Loin de la fascination guinéenne pour le procès d’un massacre perpétré 20 ans auparavant, des Mauritaniens interrogés par l’AFP manifestent un intérêt modéré, davantage préoccupés par l’inflation, résignés à la corruption des élites ou adhérant à la théorie du complot contre celui qui les gouvernait naguère.
« C’est un règlement de compte entre deux hommes qui ont fait beaucoup de choses ensemble », estime Issa Ahmed Ahmed Mouloud, étudiant de 23 ans qui attend qu’un pompiste remplisse le réservoir de sa voiture et qui fait référence à la proximité pas si ancienne entre M. Aziz et son successeur, Mohamed Ould Ghazouani.
Les uns et les autres s’attendent à ce que M. Aziz, visage rude à la fine moustache et au crâne dégarni, confirme sa réputation: batailleur, imprévisible et calculateur.
Il a d’ailleurs brandi la menace de révélations. « Si j’y suis contraint, je parlerai », disait-il en octobre 2022 au magazine Jeune Afrique.
M. Aziz, 66 ans, doit répondre, avec une dizaine d’autres personnalités -d’anciens Premiers ministres et ministres et des hommes d’affaires – d’accusations d' »enrichissement illicite », d' »abus de fonctions », de « trafic d’influence » ou encore de « blanchiment ».
– Un « frère » –
M. Aziz, fils de commerçant, se serait constitué un patrimoine et un capital estimés à 67 millions d’euros au moment de son inculpation en mars 2021. Il est accusé de détournement de fonds de marchés publics ou d’avoir dépecé à son profit le domaine immobilier et foncier national.
Sans nier être riche, M. Aziz a refusé de s’expliquer sur l’origine de son patrimoine et crie à la machination.
Sous M. Aziz, général impliqué dans un coup d’Etat en 2005 et qui a pris la tête d’un second putsch en 2008 avant d’être élu président l’année suivante et réélu en 2014, la Mauritanie a endigué la poussée jihadiste présente dans le reste du Sahel, à commencer par le voisin malien.
Son bilan contre la pauvreté ou la discrimination envers certains groupes humains de ce pays de 4,5 millions d’habitants grand comme deux fois la France est plus sombre.
Sa chute a commencé fin 2019, quelques mois après avoir passé la main à son dauphin désigné, son ancien chef d’état-major Ghazouani, général comme lui et considéré comme le cerveau de l’exception mauritanienne face aux jihadistes.

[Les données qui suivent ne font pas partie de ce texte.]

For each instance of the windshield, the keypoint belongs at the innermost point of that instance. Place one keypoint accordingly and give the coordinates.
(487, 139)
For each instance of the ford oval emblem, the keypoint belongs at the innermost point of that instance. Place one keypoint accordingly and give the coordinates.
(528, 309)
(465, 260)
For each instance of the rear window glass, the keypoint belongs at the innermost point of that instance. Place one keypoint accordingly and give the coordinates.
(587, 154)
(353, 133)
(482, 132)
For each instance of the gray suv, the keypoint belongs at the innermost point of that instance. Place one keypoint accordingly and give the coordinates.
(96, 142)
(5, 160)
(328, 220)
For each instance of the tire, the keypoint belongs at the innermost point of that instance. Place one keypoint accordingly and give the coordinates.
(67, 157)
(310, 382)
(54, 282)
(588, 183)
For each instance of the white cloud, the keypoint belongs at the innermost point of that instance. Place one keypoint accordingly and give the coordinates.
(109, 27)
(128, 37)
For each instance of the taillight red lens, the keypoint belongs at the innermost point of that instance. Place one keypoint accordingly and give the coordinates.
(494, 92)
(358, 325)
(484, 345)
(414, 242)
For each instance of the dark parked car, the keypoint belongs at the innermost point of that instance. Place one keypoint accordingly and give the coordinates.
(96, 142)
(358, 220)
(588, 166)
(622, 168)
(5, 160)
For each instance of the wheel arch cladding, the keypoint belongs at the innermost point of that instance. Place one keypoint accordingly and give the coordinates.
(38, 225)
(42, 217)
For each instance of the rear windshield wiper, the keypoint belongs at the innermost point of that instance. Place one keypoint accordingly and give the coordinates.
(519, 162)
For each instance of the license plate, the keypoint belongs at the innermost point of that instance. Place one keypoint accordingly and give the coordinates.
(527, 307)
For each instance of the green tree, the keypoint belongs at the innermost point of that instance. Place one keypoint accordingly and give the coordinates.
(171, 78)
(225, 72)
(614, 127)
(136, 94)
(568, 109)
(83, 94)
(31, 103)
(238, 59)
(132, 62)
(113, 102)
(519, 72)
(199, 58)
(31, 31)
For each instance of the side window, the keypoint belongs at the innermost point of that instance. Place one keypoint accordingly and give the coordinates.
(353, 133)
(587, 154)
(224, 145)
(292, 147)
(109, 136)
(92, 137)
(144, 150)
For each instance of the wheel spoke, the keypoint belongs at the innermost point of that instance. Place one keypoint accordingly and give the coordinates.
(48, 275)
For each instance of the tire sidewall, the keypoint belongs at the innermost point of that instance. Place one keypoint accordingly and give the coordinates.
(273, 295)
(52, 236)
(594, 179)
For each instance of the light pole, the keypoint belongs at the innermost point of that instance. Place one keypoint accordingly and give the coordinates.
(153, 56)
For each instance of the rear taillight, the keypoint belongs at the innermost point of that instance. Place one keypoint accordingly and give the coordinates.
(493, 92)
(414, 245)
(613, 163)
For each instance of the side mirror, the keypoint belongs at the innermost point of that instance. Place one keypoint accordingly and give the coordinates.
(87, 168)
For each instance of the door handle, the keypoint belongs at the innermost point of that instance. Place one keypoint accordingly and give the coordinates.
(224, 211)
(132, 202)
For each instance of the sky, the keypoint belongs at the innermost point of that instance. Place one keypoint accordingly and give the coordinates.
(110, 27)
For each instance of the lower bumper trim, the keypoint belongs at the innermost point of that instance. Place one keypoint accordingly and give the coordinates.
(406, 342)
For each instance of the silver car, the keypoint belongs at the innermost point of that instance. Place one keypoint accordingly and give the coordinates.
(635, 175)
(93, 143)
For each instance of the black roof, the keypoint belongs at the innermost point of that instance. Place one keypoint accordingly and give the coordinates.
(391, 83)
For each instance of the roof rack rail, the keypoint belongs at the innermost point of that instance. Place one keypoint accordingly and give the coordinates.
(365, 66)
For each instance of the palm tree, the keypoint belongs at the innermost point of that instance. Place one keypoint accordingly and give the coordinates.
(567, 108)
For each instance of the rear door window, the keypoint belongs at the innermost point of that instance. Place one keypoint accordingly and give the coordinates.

En décembre 2019, M. Ghazouani décrivait encore M. Aziz comme « mon frère, mon ami ».
Depuis, M. Aziz a connu l’inculpation, le gel ou la saisie de ses biens et la détention.
« Il nie en bloc les faits qui lui sont reprochés », souligne l’un de ses avocats, Me Taleb Khayar Ould Med Mouloud, invoquant aussi son immunité constitutionnelle.
– Toi aussi, mon beau-fils –
« Le procès est politisé depuis le départ », non parce que M. Ghazouani voudrait éliminer politiquement un rival potentiel, mais plutôt en raison d’un « parlementarisme dévoyé », hérité selon lui des Printemps arabes.
C’est avec une enquête parlementaire qu’ont commencé les ennuis de M. Aziz. « Beaucoup de gens ont des raisons de lui en vouloir, parmi lesquels les Frères musulmans qu’il a pourchassés », dit l’avocat.
M. Ghazouani s’est lui toujours défendu d’ingérence dans le dossier.
L’un des nombreux avocats de l’Etat, Me Brahim Ebetty, assure que ses co-accusés accablent M. Aziz. « Même son gendre l’enfonce », dit-il.
« Comment ça, un procès politique ? », abonde Moussa Samba Sy, directeur du Quotidien de Nouakchott, qui a beaucoup écrit sur la prévarication sous M. Aziz. « C’était lui le président, donc le responsable », assène-t-il, écartant une onde de choc politique.
« Les gens sont collés aux problèmes du quotidien. Ils pensent que c’est une histoire entre dirigeants. Mais beaucoup pensent que c’est l’occasion de tourner la page de la gabegie ».
Les parties s’attendent à des semaines ou des mois de procès.